Final outcome: Vintage Album and My Grandma posing as my older self holding the family album.

My Reflection

This project was incredibly challenging as we began just when COVID took over the world. The collective, inclusive design methods I was being taught in class were directly incoherent to the messages I am receiving from the media. During this remote learning process, I’ve lost motivation completely at a few points and I’ve also felt hopeless and helpless because of what has been happening. I questioned a lot about what the designers’ role is and what I can do to be better. Ramon Tejada said, “Decolonizing is about unearthing, shifting the glance, de-centering, giving agency, being vulnerable, making mistakes, ideation, thinking about our communities, and not so much design.”

When I was conducting these co-design sessions it was prevalent that my determination towards redefining whom designers are serving and what the proper approach to the research is was met with separatism and anxiety. However, the processes during this project also brought me joy as it grounded me to my heritage and my family. It was a turning point in how I viewed my relationships because these were conversations that I would never normally have if it weren’t for the project. Getting my entire family involved to make the album was grueling but also so so valuable.

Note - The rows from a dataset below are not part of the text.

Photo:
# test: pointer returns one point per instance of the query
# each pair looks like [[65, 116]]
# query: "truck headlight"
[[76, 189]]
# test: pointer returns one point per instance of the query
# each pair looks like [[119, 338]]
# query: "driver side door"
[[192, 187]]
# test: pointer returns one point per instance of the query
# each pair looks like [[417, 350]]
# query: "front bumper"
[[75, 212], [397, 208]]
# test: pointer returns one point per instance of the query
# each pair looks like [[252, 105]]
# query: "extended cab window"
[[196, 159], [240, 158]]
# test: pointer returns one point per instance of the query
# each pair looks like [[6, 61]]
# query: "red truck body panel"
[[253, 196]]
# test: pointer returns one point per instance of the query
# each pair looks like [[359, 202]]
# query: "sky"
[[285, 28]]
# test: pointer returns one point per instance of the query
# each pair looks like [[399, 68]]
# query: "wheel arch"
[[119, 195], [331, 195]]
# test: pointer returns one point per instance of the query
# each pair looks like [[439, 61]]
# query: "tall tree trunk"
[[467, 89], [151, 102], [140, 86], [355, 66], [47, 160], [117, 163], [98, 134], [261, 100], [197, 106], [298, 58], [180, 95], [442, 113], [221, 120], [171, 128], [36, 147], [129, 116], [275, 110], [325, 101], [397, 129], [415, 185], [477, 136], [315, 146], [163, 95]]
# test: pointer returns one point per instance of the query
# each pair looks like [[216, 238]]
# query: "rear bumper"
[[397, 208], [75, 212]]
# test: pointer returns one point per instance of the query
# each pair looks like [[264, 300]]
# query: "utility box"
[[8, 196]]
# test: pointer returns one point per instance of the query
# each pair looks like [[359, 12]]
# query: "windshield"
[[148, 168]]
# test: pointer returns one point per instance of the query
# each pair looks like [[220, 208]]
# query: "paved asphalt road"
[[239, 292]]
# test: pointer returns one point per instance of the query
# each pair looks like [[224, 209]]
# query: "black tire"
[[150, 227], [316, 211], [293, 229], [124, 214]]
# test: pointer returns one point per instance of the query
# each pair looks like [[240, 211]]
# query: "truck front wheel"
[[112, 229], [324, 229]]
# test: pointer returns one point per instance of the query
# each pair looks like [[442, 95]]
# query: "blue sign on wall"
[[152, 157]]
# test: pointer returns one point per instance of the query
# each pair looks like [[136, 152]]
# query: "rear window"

The sessions have taught me how I should approach the participants because I believe that in this case, I wasn’t successful in the down-up approach at all. The way I carry myself and how I show respect was something that I was never really careful about. The privilege I carry as a Westernized, educated, upper-middle-class, able-bodied person, I was able to rethink status, tradition, heritage, hierarchy, oppression, and all the elements that play a central role in people’s lives and relationships.

Elizabeth Tunstall said, “Just because one group is speaking louder doesn’t mean the other groups are speaking less.” ‘What is a dominant narrative’ was such a key question in this political time, which really created a perfect storm for me to have multiple stages of awakening. It was a huge turning point for me to think about democracy, design, history, family, power. I had never been very political, but through the process of learning in this unit, I’ve become very aware in terms of capitalism, colonialism, and systemized patriarchy and racism. The fact that I am able to see that everything is interconnected from a small virus to the global economy is such a valuable lesson.